CASINO
Note
CASINO is not available as central install/module on ARCHER2 at this time. This page provides tips on using CASINO on ARCHER2 for users who have obtained their own copy of the code.
Important
CASINO is not part of the officially supported software on ARCHER2. While the ARCHER2 service desk is able to provide support for basic use of this software (e.g. access to software, writing job submission scripts) it does not generally provide detailed technical support for the software and you may be directed to seek support from other places if the service desk cannot answer the questions.

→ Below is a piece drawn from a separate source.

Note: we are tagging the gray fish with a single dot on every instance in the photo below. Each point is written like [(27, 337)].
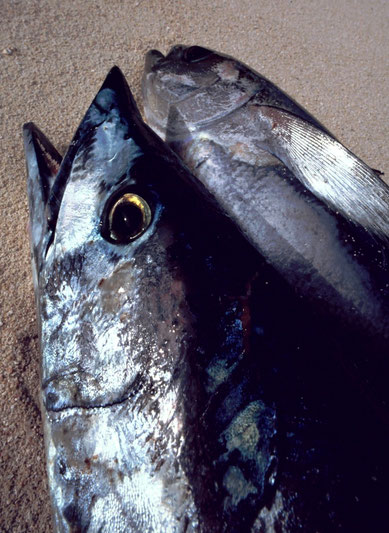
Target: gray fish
[(315, 211), (179, 392)]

CASINO is a computer program system for performing quantum Monte Carlo (QMC) electronic structure calculations that has been developed by a group of researchers initially working in the Theory of Condensed Matter group in the Cambridge University physics department, and their collaborators, over more than 20 years. It is capable of calculating incredibly accurate solutions to the Schrödinger equation of quantum mechanics for realistic systems built from atoms.
Useful Links
Compiling CASINO on ARCHER2
You should use the linuxpc-gcc-slurm-parallel.archer2
configuration that is supplied
along with the CASINO source code to build on ARCHER2 and ensure that you build the
"Shm" (System-V shared memory) version of the code.
Bug
The linuxpc-cray-slurm-parallel.archer2
configuration produces a binary that
crashes with a segfault and should not be used.
Using CASINO on ARCHER2
The performance of CASINO on ARCHER2 is critically dependent on three things:
- The MPI transport layer used: UCX is required for good scaling to multiple nodes
- The number of cores that share System-V shared memory segments: 8 or 16 cores are the best performing choices. If memory efficiency is critical, then 32 cores gives good performance. More than 32 cores sharing a memory segment gives poor performance.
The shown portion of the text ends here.